Migratiebeweging

Adoptiekinderen uit Azië

Sinds de vroege jaren '70 heeft de adoptie van kinderen uit het buitenland een hoge vlucht genomen. Behalve uit Zuid-Korea kwamen er kinderen uit Thailand, Sri Lanka, India, Bangladesh en Indonesië en nog wel andere landen naar Nederland. Die steeds grotere vraag kwam door het stijgen van de leeftijd waarop vrouwen in het Westen een kind wilden. Hierdoor nam de kans op ongewenste kinderloosheid toe. In 1967 vertelde de naar Amerika geëmigreerde Nederlandse schrijver Jan de Hartog in het populaire televisieprogramma Mies en scène met veel warmte over zijn twee geadopteerde Koreaanse kinderen. Zijn optreden bracht talrijke Nederlandse ouderparen op het idee een adoptiekind te gaan zoeken in de zwaar door de oorlog getroffen landen in Azië. De kinderen van veel alleenstaande moeders in Korea en Vietnam hadden vaak nauwelijks een kans om een bestaan op te bouwen. Adoptie bood dan een kans op een stabiele toekomst elders.
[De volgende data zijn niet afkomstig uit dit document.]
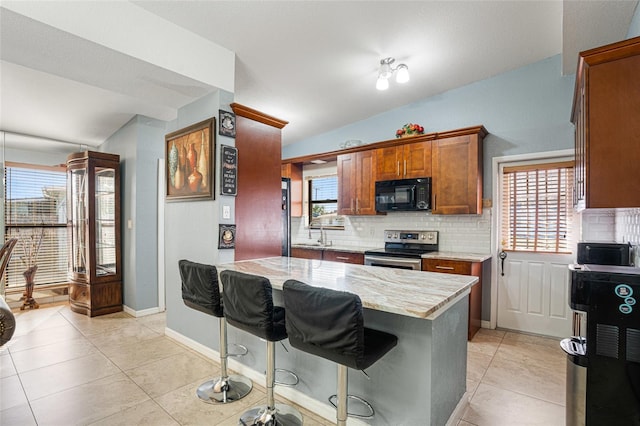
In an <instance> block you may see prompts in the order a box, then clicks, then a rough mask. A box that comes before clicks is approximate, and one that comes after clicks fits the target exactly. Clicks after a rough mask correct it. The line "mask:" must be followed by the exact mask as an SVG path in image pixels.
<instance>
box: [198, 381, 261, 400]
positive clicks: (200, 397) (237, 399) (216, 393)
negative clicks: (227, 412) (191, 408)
mask: <svg viewBox="0 0 640 426" xmlns="http://www.w3.org/2000/svg"><path fill="white" fill-rule="evenodd" d="M252 387H253V383H252V382H251V380H250V379H248V378H247V377H244V376H240V375H236V374H231V375H229V376H228V377H227V379H226V380H225V381H223V380H221V378H220V377H217V378H215V379H213V380H208V381H206V382H204V383H203V384H201V385H200V386H198V390H197V391H196V395H197V396H198V398H200V399H201V400H202V401H204V402H206V403H209V404H228V403H230V402H234V401H237V400H239V399H241V398H244V397H245V396H247V395H248V394H249V392H251V388H252Z"/></svg>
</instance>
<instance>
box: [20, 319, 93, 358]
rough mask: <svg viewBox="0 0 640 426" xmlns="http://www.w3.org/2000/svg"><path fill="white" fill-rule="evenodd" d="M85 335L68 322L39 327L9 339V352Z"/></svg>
mask: <svg viewBox="0 0 640 426" xmlns="http://www.w3.org/2000/svg"><path fill="white" fill-rule="evenodd" d="M21 324H22V323H21V322H20V321H16V329H17V328H18V327H19V326H21ZM82 337H83V336H82V334H81V333H80V332H78V330H76V329H75V327H74V326H72V325H71V324H69V323H68V322H66V323H64V324H62V323H61V324H60V325H58V326H57V327H51V328H42V329H41V328H38V329H35V330H32V331H31V332H30V333H28V334H25V335H19V336H17V337H16V336H15V335H14V337H13V338H12V339H11V340H10V341H9V343H8V344H9V352H11V353H15V352H18V351H23V350H26V349H32V348H35V347H38V346H46V345H50V344H52V343H60V342H66V341H69V340H74V339H81V338H82Z"/></svg>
Toch was de werkelijkheid achter dit beeld niet altijd geheel correct. De Nederlandse overheid negeerde jarenlang misstanden bij interlandelijke adopties. Een onderzoekscommissie ontdekte onder meer dat er op grote schaal met documenten was gesjoemeld en dat kinderen waren verhandeld. De Nederlandse overheid negeerde meldingen van misstanden en legde de verantwoordelijkheid bij autoriteiten in het buitenland. Namens het kabinet bood minister Sander Dekker (Rechtsbescherming, VVD) begin februari 2021 aan geadopteerde mensen excuses aan, voor de lakse houding van de regering. Het idee dat adoptie een goede daad is, was volgens Dekker een verklaring voor het wegkijken van de overheid, maar geen rechtvaardiging. Het kabinet schortte per direct, op aanbevelen van de onderzoekscommissie, alle nieuwe interlandelijke adopties tijdelijk op.